I've got 10 books and 10 papers due in a couple weeks.  Each book so far, and I've barely scratched the surface, has caused me to start sorting out my baggage yet again.

Hemingway once wrote, "If you are lucky enough to have lived in Paris as a young man, then wherever you go for the rest of your life, it stays with you, for Paris is a moveable feast."  Yeah, it's mixing metaphors but a single module at SSU has become a moveable feast for me.  It's an experience of unlearning, unpacking, grasping some things and letting go of others.  I'm not so young but it's a meal I'm glad to finally be getting down to.

So tonight I sit here blogging, sitting on my metaphorical suitcase and hoping to get the zipper closed on this one before I move on to the next.  I don't think it can be done.  Partly that's my fault because I keep pulling out souvenirs and mementos from this first module to share with people I love.  As soon as I get something out I notice something knew about it and off I go again digging through the rest of the suitcase.

Packing and unpacking is work and I usually end up forgetting something important but today I'm grateful that my bags aren't empty and this journey, this pilgrimage, just keeps getting more exciting.

I've got a lot to learn but today I know I'm getting there.

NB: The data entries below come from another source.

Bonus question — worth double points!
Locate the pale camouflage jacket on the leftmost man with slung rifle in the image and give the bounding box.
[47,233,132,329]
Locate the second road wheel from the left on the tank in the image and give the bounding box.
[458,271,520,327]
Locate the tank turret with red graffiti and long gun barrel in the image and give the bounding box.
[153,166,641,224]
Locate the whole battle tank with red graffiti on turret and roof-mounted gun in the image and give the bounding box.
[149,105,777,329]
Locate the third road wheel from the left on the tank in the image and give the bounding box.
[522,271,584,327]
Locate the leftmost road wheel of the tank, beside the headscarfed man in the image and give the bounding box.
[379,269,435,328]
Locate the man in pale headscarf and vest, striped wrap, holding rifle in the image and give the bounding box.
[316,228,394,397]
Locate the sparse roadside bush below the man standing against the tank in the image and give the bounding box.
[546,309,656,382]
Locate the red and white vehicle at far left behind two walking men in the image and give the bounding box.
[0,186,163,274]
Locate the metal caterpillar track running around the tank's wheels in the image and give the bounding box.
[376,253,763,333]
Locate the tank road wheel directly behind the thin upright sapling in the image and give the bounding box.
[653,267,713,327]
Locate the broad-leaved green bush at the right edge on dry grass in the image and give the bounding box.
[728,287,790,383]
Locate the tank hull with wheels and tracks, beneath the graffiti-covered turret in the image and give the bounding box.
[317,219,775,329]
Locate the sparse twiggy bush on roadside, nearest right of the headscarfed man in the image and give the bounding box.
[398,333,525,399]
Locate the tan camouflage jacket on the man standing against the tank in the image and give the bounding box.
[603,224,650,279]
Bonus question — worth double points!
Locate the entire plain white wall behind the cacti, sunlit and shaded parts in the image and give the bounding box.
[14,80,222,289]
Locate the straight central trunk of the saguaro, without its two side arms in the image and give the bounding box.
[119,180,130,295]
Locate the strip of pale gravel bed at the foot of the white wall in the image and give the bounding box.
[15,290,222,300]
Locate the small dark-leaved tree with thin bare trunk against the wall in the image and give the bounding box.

Hey, if you think it's worth your while, please say a pray for Educating Brian.  Peace.

Friday, November 11, 2011

30 Years Late(r)


Homework.  I left that behind once and then I had kids.  Once they were old enough that I couldn’t help them with their homework because I didn’t have a clue, I was done with homework again.  So why would I willingly put myself back into a situation where I’m doing homework, my own this time, again?

My original plan was to go from undergrad to grad right away.  Then life intervened.  I talked with a prof in those days who told me that as long as I was open to learning I’d always be a student.  I think he was right but that insight became all the excuse I needed to let the study I was interested in give way to the job I needed.

And then years went by and then decades and it became much harder to convince myself that going back was even an option.

Just over a year ago I came to a “dark night of the soul” that lasted a whole season.  In the midst of that process there came some clarity.  I was searching for answers about my future and I was coming up empty.  Piece by piece I was getting disassembled, it felt like God was taking my world apart.  In the midst of great uncertainty came this one clear step: go back to school.

I like to think that my undergraduate studies have taken me 30 years to complete.  I know there’s a depth in my reading that didn’t exist 3 decades ago.  Life has given me some perspective that I seriously lacked when I was 20.  Suffering, disappointment, relationships, unexpected satisfaction, grace and hurt have all marked this road I travel on.  For me, now is the time and though it’s 30 years late(r), I’m ready for it again for the first time.  Besides, how long is too long to wait for a dream to come true?


Thanks to all my friends who are helping me on this journey!